Microsoft's longer-term answer
Microsoft is rebuilding the foundation rather than only patching the symptom. The company told The Register it is moving the Surface embedded controller firmware to Rust through a project called Secure EC, rewriting the UEFI DXE Core in Rust under the name Project Patina, and shipping drivers written in Rust.
"We're investing in the most secure foundation for a PC by building our embedded controller firmware from the ground up in Rust," said David Abzarian, chief architect for Microsoft Surface, noting the work is part of the Open Device Partnership and that the efforts are open source. Microsoft is also co-developing the Windows Drivers in Rust (WDR) framework so hardware partners can adopt the same memory-safe approach.

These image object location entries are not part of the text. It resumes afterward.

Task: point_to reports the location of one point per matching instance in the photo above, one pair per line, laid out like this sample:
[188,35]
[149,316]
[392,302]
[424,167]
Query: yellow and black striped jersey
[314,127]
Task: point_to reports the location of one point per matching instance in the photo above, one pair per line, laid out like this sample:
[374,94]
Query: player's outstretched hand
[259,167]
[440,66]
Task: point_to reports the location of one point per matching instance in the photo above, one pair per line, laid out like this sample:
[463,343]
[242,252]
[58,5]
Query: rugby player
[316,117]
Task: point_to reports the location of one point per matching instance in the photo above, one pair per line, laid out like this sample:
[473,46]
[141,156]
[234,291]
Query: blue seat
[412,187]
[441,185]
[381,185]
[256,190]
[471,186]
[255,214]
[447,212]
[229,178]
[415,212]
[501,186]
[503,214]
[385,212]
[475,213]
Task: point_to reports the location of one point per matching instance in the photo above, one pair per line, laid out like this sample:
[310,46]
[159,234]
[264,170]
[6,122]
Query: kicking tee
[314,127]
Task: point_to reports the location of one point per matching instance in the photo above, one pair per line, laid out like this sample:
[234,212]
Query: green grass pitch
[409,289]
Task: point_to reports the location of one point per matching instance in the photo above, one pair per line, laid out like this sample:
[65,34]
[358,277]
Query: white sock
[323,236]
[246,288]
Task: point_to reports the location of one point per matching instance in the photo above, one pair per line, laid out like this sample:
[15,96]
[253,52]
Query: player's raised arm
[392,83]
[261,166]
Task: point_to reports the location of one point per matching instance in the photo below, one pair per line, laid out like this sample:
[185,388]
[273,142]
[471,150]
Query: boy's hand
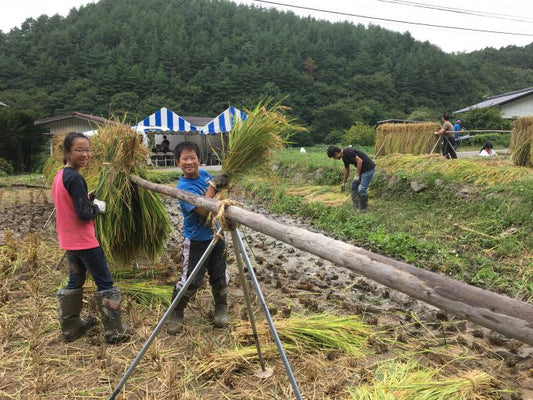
[101,205]
[220,182]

Memory safety alone would not have prevented this particular flaw, which is an authorization and interface-design problem rather than a memory-corruption bug. But a ground-up rewrite is the natural point to add the validation that was missing: bounds checks on incoming commands, separation of read and write ranges, and a refusal to accept destructive writes without a deliberate trigger.
Darcy's own assessment was pointed. "The fact that a device can be destroyed, irreparably from userspace is... certainly an interesting design decision," he said. "A little more innovation around verifying incoming data at the firmware level would have been greatly appreciated." Microsoft provided him with a replacement Surface laptop in acknowledgment of the disclosure, which was handled through coordinated vulnerability disclosure with the Microsoft Security Response Center.